As part of its 10-year pilot scheme, the DfT has handed out 1,811 permits, approximately 900 of each size.

However, the RHA tells MT that its members – who make up two-thirds of the operators in the trial – have expressed a preference to run the longest option.

RHA policy director Jack Semple says: “It’s no surprise to us that the DfT recently confirmed that several companies have handed back their allowance of 14.6m trailers.

“Data from our members shows that there is a 2:1 bias in favour of the 15.65m trailer. From the start, people wanted the longer trailer.”

MT has spoken to several large transport companies that have verified Semple’s observations about the popularity of 15.65m. Clive Cowern, director of Shropshire-based Clive Cowern Transport Services, says: “There is extra scope for increased volumes with the 15.65m-length trailer over the smaller one.”

Piers Carroll, vice chairman at Saints Transport, in Colnbrook, Berkshire, which has been allocated five 15.65m trailers, says: “If you are going to go through the added implications of these long trailers, you may as well do so with the largest option possible.”

Richard Fry, MD at Framp-tons Transport, Somerset, says he is convinced 15.65m is going to be the most popular option for the same reason.

Permit exchange

The RHA has produced a website so members can swap, surrender or acquire rights to operate longer semi-trailers.

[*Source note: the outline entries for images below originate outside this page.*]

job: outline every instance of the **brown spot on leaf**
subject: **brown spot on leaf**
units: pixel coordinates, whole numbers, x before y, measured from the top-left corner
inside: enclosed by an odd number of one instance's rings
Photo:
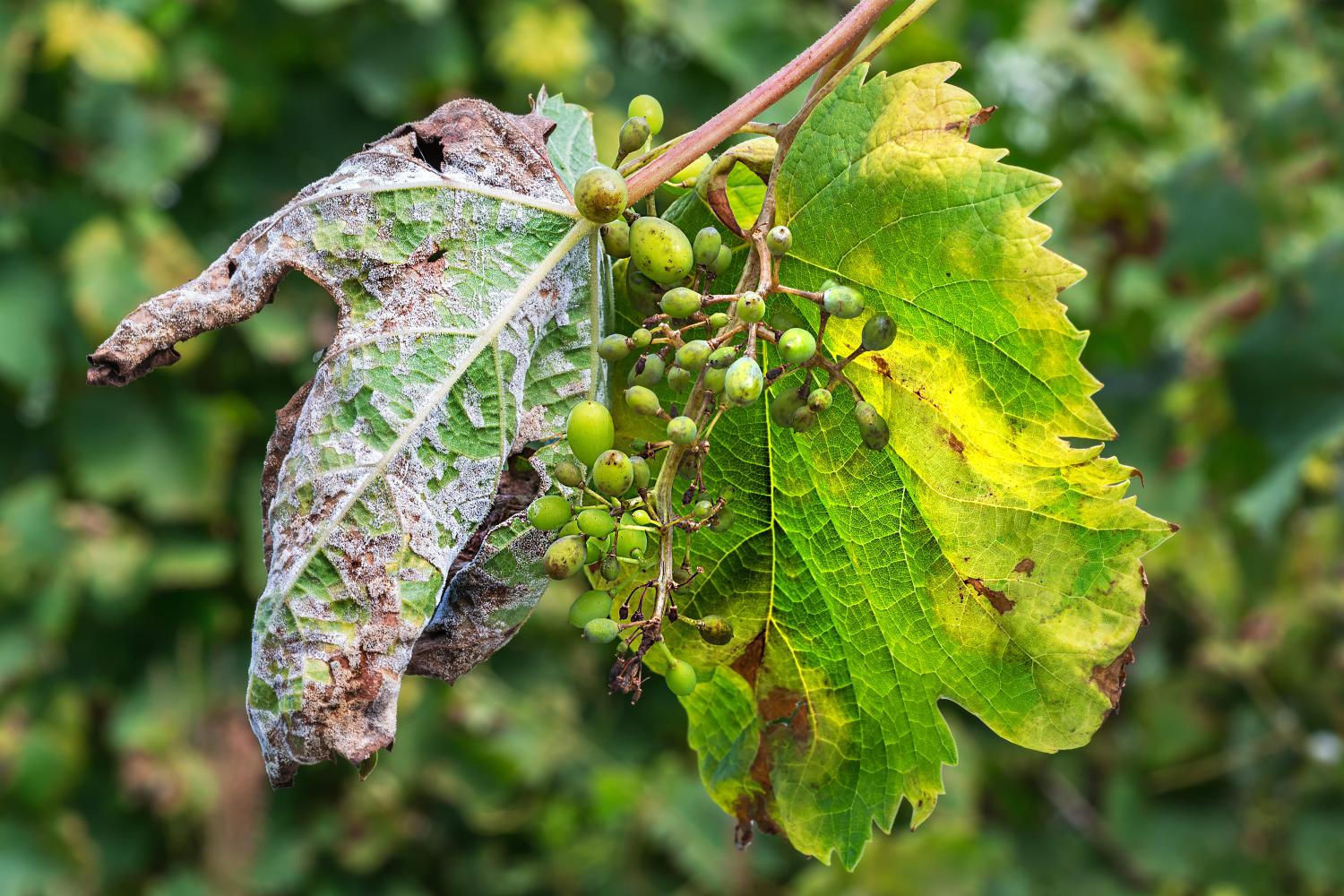
[[[1110,712],[1120,707],[1120,692],[1125,689],[1125,666],[1134,661],[1134,649],[1125,652],[1105,666],[1093,666],[1091,682],[1110,700]]]
[[[999,615],[1008,613],[1016,606],[1016,600],[1009,598],[1003,591],[995,591],[980,579],[965,579],[965,583],[974,588],[980,596],[988,600],[989,606],[999,611]]]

Its longer semi-trailer permit exchange (above) is a free introduction service, non-profit making and open to the whole industry.

Under the swapping system, firms must inform the DfT of the identity of the company releasing the allocation, the name of the company acquiring it, and the number and length of the trailers involved.

Semple says: “Operators have got permits that are the wrong length for them, some can’t use them and want to pass them on to someone else.It’s essential hauliers notify the DfT once exchanges or transfers have been agreed.”

The DfT says it is happy with the exchange system as long as no business trials more than 270 longer semis.

However, with the Labour Party opposed to the pilot scheme, and a general election just two or three years away, there is the possibility that the decade-long trial could be cut short. Earlier this year, shadow transport secretary Maria Eagle said extra research was needed to examine whether 15.65m trailers would lead to more cyclists’ casualties.

Semple says: “Our advice to operators is that a trial is a trial and the investment is at your own risk. However, the idea of longer semi-trailers was originally put forward by Labour and I’m sure that any future government would look at the situation realistically and take into account any investment that has been made by haulage businesses.

“If there is any evidence produced that longer trailers affect cyclists’ safety, I think the DfT will act sensibly and not rush into making any knee-jerk decisions.”

Andy Boyle, MD at ABE (Ledbury), which has been allocated two trailers at 14.6m, says there is no question that trailers at both sizes will be safe on the road. “The DfT has done its homework on this and a lot of research has been carried out to show that they will be safe,” he says.

Under the terms of the trial, operators have until next year to decide if they will run their allocations of longer semis on UK roads.

On trial

Companies already operating them include Stobart Group, which has been issued with two vehicle special orders (VSOs) for its SDC-built designs, and Wincanton, which has been granted a VSO for its Don Bur-built trailer. A 15.65m, rear-steer, tri-axle curtainsider made by SDC for Fowler Welch is also in operation.

Semple concludes: “I won’t be surprised if there is a further allocation from the DfT in about a year. I expect there to be strong demand for the 15.65m length and suspect the government will want to reflect that demand.”